GE ran a pilot with 30,000 employees where managers were giving constant feedback about employee's work though an app called "Performance Development at GE"(PD@GE). Employees were also able to use the app to receive real-time feedback at any time.
GE is not alone in ending the annual review process. LinkedIn, Adobe, Cisco and many others have adopted alternative ways to review their employees.
GE's PD@GE is one of many new initiatives that are positioning the company well to attract and develop Millennial talent.
1. Delivering real-time feedback
The death of annual reviews has created the birth of real-time feedback. Millennials want 50 percent more feedback than other employees.
2. Empowering managers to be coaches
GE managers are still expected to meet with their employees but will now act more like coaches guiding their employees toward the established goals. For a generation that grew up on teams being coached at every turn of their life, Millennials will welcome this new approach.

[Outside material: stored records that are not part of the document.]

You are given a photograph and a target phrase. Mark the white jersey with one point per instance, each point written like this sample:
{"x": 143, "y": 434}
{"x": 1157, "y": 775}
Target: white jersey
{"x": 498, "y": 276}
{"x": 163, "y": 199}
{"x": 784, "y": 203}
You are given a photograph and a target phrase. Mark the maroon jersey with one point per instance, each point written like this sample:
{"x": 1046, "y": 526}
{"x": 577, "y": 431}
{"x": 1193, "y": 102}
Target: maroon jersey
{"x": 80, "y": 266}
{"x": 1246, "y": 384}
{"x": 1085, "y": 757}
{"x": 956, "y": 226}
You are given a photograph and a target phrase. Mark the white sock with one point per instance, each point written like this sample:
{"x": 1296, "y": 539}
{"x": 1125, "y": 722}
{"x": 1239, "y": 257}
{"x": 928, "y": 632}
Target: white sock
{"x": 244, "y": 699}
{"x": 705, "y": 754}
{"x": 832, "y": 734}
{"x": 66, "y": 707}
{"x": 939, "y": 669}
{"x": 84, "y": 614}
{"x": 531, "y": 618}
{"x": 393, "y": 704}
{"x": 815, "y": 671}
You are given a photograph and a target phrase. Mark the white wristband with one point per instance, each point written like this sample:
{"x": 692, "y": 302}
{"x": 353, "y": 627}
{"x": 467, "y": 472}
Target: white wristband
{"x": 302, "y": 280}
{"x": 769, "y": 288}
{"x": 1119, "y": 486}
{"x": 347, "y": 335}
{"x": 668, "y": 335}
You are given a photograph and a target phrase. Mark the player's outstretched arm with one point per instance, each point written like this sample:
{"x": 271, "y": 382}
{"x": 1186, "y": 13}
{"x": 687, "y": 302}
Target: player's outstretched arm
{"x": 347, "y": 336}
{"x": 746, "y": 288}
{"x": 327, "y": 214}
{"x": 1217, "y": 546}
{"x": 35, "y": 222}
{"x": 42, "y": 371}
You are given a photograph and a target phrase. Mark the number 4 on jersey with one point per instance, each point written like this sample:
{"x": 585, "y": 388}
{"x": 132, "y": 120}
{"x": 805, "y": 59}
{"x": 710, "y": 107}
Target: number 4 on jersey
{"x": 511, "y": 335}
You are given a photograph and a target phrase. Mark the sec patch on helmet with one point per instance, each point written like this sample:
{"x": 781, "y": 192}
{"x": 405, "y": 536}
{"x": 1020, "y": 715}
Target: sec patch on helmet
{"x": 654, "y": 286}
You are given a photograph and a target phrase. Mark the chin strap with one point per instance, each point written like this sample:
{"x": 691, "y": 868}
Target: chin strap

3. Offering work flexibility
A permissive approach to paid time off was rolled out recently where GE employees can coordinate with their manager to take the time they need to relax and recharge outside of work. Peters mentioned in her email, "you need greater flexibility to create a schedule that works with your life." Eighty-eight percent of Millennials wish they could have greater opportunity to start and finish work at the times they choose.
4. Enhancing parental leave benefits
GE allows 10 weeks of "GE Parental Leave," a "GE Babies" program that offers moms and dads personalized advice from registered maternity nurses, and GE is piloting a new program called "Moms on the Move" that enables traveling U.S. moms who are nursing to ship their milk back home for their baby. All enticing benefits for Millennials who make up a majority of new moms in the workplace.
5. Making development a high priority
GE has cultivated a culture of learning by launching "several new digital learning platforms," expanding the "number of global learning centers," enhancing their leadership courses across 200 locations worldwide, and continuing to invest "$1 billion on employee learning and development every year." Seventy-one percent of Millennials likely to leave a company in the next two years are unhappy with how their leadership skills are being developed.